Kemampuan tersebut dapat membantu kamera smartphone menghasilkan warna, detail, dan pencahayaan yang lebih konsisten. Pengguna pun tidak perlu terlalu khawatir terhadap perubahan kualitas gambar ketika menggunakan pembesaran tertentu.

Untuk mendukung kemampuan menangkap cahaya, Samsung juga menerapkan sistem lensa dan teknologi light-guiding terbaru. Sistem tersebut bekerja dengan mengarahkan lebih banyak cahaya menuju setiap piksel.

Semakin optimal jumlah cahaya yang di terima sensor, semakin banyak pula informasi gambar yang dapat di proses kamera. Hal ini terutama memberikan manfaat saat pengguna mengambil gambar pada malam hari atau di lingkungan dengan pencahayaan terbatas.

Isocell HPC Bisa Rekam Video 4K hingga 180 FPS

Peningkatan yang di bawa Isocell HPC tidak hanya menyasar sektor fotografi. Samsung juga membekali sensor kamera flagship tersebut dengan kemampuan perekaman video berkecepatan tinggi.

Sensor Isocell HPC mampu merekam video beresolusi 4K dengan frame rate mencapai 180 FPS. Kemampuan tersebut membuka peluang untuk menghasilkan rekaman dengan pergerakan yang terlihat lebih mulus.

Frame rate tinggi juga dapat di manfaatkan untuk membuat video slow motion.
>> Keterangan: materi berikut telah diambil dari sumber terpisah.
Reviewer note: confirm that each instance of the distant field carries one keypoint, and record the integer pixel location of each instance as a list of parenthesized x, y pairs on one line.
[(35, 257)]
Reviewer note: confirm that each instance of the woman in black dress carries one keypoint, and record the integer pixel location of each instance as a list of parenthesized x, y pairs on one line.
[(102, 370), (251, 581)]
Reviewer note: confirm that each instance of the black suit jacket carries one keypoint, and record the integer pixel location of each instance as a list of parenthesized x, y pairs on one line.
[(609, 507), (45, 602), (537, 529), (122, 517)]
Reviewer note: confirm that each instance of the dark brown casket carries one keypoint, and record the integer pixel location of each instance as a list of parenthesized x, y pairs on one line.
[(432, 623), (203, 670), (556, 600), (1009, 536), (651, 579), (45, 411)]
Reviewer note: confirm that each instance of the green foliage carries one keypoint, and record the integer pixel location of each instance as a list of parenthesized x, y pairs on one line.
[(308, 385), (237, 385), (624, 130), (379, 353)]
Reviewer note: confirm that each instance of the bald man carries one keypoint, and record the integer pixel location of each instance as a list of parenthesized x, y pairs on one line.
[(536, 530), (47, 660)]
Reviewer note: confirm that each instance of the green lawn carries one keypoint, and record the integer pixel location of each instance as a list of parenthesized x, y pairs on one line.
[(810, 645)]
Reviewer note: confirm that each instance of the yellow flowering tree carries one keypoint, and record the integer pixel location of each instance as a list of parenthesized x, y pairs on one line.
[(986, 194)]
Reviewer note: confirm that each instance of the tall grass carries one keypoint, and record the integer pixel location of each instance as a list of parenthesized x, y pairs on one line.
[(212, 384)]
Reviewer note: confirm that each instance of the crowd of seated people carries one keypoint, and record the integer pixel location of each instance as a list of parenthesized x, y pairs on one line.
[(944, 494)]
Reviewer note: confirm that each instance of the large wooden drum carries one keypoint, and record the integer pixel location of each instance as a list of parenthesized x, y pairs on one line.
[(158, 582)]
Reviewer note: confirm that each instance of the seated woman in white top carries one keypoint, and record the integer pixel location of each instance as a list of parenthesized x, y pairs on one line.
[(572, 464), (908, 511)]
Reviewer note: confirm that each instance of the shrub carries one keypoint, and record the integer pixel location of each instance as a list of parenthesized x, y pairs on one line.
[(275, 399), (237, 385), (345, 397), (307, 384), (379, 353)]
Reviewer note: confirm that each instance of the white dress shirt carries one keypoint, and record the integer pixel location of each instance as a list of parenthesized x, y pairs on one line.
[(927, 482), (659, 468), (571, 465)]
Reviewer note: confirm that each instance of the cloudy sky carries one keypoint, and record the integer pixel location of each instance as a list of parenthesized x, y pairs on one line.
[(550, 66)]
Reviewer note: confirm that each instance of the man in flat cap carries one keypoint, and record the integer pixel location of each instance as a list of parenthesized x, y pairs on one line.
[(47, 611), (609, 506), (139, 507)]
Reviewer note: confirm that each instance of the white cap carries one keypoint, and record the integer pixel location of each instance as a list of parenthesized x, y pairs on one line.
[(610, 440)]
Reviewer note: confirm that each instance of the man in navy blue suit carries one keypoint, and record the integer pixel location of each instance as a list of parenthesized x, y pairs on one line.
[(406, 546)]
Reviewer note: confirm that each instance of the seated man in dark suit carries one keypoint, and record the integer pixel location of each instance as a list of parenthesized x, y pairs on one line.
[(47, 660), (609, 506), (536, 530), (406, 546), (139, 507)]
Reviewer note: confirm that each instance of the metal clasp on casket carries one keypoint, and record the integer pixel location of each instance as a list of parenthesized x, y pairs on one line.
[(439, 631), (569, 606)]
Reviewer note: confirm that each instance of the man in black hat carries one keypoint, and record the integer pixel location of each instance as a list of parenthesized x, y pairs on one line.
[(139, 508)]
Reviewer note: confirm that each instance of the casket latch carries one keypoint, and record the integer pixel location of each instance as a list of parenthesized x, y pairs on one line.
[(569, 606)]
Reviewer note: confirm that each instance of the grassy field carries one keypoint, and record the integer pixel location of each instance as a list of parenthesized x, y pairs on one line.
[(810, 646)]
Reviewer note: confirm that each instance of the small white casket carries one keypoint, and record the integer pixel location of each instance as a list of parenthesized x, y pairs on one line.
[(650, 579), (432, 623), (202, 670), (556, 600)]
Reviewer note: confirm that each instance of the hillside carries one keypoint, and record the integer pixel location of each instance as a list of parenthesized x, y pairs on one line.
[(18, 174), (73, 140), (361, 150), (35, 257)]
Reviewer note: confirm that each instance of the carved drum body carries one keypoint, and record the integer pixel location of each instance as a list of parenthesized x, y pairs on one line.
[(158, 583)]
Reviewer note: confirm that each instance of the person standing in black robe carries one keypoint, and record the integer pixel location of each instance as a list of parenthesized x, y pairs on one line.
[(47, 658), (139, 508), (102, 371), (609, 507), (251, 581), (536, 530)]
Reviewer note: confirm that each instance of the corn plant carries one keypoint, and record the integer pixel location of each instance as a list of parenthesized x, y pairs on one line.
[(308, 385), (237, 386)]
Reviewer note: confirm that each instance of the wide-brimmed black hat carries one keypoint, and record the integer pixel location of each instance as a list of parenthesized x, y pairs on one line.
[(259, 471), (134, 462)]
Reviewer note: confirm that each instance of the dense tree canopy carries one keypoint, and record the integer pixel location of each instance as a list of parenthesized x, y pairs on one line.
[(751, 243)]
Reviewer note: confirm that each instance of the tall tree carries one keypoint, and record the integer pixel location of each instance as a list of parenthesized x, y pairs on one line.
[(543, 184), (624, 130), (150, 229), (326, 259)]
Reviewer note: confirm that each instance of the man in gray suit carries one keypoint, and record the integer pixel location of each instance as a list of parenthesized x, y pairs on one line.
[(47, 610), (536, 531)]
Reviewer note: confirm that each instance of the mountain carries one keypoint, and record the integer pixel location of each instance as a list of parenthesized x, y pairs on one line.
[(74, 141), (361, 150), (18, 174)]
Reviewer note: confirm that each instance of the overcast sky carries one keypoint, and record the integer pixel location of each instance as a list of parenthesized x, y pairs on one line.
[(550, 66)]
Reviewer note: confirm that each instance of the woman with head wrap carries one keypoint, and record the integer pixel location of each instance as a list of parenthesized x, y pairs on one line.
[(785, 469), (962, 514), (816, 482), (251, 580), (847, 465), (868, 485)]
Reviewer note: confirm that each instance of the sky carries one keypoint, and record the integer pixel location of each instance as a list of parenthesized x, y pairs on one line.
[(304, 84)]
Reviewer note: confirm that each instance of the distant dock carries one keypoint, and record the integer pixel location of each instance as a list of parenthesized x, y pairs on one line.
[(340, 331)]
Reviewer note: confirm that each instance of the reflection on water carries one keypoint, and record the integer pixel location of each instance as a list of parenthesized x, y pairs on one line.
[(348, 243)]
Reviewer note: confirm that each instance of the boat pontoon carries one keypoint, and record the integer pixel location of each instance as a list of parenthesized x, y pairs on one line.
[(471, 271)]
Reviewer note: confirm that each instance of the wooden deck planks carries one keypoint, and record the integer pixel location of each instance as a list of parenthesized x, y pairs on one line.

Dengan jumlah frame yang lebih banyak dalam setiap detik, kamera mempunyai lebih banyak informasi ketika memperlambat gerakan dalam sebuah rekaman.

Fitur tersebut berpotensi menarik bagi pengguna yang sering merekam aktivitas olahraga, objek bergerak cepat, hingga konten video kreatif melalui smartphone.

Smartphone dengan Isocell HPC Masih Dirahasiakan

Meski telah mengungkap sejumlah kemampuan Isocell HPC, Samsung belum menyebut perangkat pertama yang akan menggunakan sensor kamera 200 MP tersebut.

Perusahaan memperkirakan sensor terbarunya mulai hadir pada smartphone yang di luncurkan pada paruh kedua 2026. Artinya, Isocell HPC berpeluang muncul pada sejumlah perangkat kelas premium yang di perkenalkan dalam beberapa bulan mendatang.

Kehadiran Isocell HPC memperlihatkan bahwa persaingan kamera smartphone tidak lagi hanya berpusat pada besarnya resolusi. Kemampuan mengelola cahaya, memperluas dynamic range, mempertahankan kualitas saat zoom, hingga merekam video dengan frame rate tinggi semakin menjadi bagian penting dari pengembangan sensor kamera mobile.

Dengan kombinasi resolusi 200 MP, teknologi DeepPix, RAW dan HDR 16-bit, dukungan beberapa tingkat zoom, serta perekaman video 4K hingga 180 FPS, Isocell HPC membawa sejumlah peningkatan yang berpotensi mendorong kemampuan fotografi smartphone flagship generasi berikutnya.